Many more pages are devoted to Chicago sports stars such as Dick Butkus and Gale Sayers of Da Bears, Cubs stalwarts Ernie Banks and Fergie Jenkins, and Michael Jordan and Scottie Pippen of the Bulls. Jordan, whom Simon likens to such Windy City icons as Frank Lloyd Wright, Saul Bellow, and Louis Armstrong, dominates the last third of the book. Simon tends to misfire when he reaches too high and hard for the sports historian's lofty perspective. If you're not a Bulls fan, or at least a semi-serious sports nut, you're likely to find his lengthy recitation of clutch games and winning shots to be, well, a bit windy. If you're a Celtics fan, moreover, you may rightfully quibble with Simon's description of Larry Bird as a "fading, old star" when he faced Jordan in the 1986 NBA playoffs. MJ may have been a rising superstar back then, but Bird was at the height of his incomparable powers, not fading or old.
Far more compelling than the box-score rehashings are the ways in which Simon interweaves a fan's sensibility with larger global and generational issues. Simon's father and stepfather were both capital-F fans, too, and their influence is captured by the author without undue sentimentality. Simon's dad, an itinerant comedian, counted among his close pals baseball announcer Jack Brickhouse; former Cubs manager Charlie Grimm married another family friend. Together they provided Simon and his father with the sort of access most young fans only dream about.
Moved from Chicago to San Francisco to Cleveland, where his father battled alcoholism and his parents' marriage ultimately broke up, Simon saw his team loyalties tested but never his basic love for the games themselves. Simon's parents divorced 10 years before his father's death in 1968: a cataclysmic year during which personal tragedy overlapped with societal upheaval. A chapter on the Cubs 1969 season balances events like the death of Ho Chi Minh with the team's fortunes in a thrilling pennant race with the Mets. Simon's mother remarried in 1972. Ralph Newman was a bookseller and Lincoln scholar who once played minor league baseball. Simon grew particularly close to his stepfather, who was later embroiled in a tax-evasion scheme involving Richard Nixon's vice presidential papers. But politics and sports often make strange bedfellows (just ask Nixon). "Even in the days when I was striving to be a political radical," writes Simon, "I was still a traditionalist about baseball." SDS si, DH no.
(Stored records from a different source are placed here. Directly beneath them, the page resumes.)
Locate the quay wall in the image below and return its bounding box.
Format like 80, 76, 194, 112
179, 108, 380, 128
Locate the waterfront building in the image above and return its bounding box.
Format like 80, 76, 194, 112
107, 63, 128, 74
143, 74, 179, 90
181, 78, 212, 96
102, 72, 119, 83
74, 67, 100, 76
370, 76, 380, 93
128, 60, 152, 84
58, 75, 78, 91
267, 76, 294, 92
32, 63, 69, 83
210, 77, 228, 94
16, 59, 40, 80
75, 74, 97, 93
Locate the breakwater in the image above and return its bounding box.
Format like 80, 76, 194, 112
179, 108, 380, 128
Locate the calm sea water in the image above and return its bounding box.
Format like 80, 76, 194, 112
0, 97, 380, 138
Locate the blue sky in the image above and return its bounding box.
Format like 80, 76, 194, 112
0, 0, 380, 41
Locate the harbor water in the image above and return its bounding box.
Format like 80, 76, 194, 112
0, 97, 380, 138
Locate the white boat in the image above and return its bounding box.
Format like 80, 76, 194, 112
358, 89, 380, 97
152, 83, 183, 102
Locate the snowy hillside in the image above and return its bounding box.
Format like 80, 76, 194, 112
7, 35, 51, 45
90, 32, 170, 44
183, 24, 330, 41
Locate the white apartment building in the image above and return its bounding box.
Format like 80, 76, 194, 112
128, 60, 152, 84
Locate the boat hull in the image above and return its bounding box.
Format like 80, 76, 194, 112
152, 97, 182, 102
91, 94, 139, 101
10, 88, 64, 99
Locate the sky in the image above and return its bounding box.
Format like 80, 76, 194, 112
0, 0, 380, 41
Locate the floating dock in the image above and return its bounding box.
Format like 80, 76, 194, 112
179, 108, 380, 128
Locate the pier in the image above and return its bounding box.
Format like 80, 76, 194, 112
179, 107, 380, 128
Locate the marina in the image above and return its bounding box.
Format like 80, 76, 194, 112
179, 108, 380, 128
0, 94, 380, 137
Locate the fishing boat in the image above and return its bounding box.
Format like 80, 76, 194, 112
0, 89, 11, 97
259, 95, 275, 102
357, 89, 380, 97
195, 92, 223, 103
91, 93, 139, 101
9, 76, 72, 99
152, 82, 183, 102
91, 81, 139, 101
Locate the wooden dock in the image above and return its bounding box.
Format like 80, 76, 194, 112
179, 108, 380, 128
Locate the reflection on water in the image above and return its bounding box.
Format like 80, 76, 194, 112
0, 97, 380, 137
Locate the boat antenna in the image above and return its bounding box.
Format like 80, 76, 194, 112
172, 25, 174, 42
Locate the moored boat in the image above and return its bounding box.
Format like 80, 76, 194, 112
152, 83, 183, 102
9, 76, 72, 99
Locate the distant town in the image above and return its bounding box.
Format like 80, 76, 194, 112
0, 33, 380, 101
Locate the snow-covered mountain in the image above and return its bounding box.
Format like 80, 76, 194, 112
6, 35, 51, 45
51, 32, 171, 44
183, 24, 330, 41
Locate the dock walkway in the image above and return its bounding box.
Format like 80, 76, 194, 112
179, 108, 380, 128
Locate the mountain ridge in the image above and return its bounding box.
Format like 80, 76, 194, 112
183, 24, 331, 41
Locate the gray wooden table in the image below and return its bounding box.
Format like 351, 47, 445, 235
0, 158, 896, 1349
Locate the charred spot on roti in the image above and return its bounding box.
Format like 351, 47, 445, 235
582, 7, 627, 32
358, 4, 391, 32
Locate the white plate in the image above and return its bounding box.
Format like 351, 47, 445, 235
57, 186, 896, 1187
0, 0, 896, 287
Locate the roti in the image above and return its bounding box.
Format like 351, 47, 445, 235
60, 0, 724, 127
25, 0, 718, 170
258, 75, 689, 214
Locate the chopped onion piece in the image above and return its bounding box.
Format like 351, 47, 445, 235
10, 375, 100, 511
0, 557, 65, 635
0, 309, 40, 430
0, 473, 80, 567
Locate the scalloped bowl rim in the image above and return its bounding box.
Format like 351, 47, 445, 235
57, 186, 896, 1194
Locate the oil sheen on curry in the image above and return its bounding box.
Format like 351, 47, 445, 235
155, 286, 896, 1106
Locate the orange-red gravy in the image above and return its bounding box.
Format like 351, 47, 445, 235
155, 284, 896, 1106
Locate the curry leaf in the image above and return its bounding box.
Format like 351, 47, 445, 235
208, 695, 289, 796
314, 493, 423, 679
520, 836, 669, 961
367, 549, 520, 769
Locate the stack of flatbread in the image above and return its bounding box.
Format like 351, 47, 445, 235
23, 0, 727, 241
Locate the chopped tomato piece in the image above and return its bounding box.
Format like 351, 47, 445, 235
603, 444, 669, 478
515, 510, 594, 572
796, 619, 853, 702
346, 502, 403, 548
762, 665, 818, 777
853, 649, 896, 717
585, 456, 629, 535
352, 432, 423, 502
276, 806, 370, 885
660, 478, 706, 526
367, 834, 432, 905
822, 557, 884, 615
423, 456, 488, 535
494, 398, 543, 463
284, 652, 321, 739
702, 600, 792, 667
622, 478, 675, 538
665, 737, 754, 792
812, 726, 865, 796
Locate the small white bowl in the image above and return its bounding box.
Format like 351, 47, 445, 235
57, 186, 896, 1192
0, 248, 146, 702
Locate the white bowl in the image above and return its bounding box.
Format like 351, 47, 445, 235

In 1984, with his beloved Cubs in the playoffs, Simon traveled to Grenada to cover that country's elections. Naturally the snakebitten Cubbies lost - to the San Diego Padres, of all teams. A solicitous boss at NPR offered Simon "compassionate leave" to get over his heartache. On assignment in trouble spots like El Salvador and Bosnia, Simon was the kind of foreign correspondent who looked at snow falling in war-torn Sarajevo and called it "Bear weather," a fantasist (emphasis on fan) who reenacted Bulls playoff games in his mind to lull himself to sleep while in the field during the Gulf War.
Newman's death and Jordan's retirement from basketball provide the denouement to Simon's story. In the end, he even gets to meet one of his childhood heroes, Billy Pierce. Now in his 70s, Pierce quips that he's prepared to spend the next 20 years being Scott Simon. Boys and girls, as the beer commercial says: It doesn't get any better than that.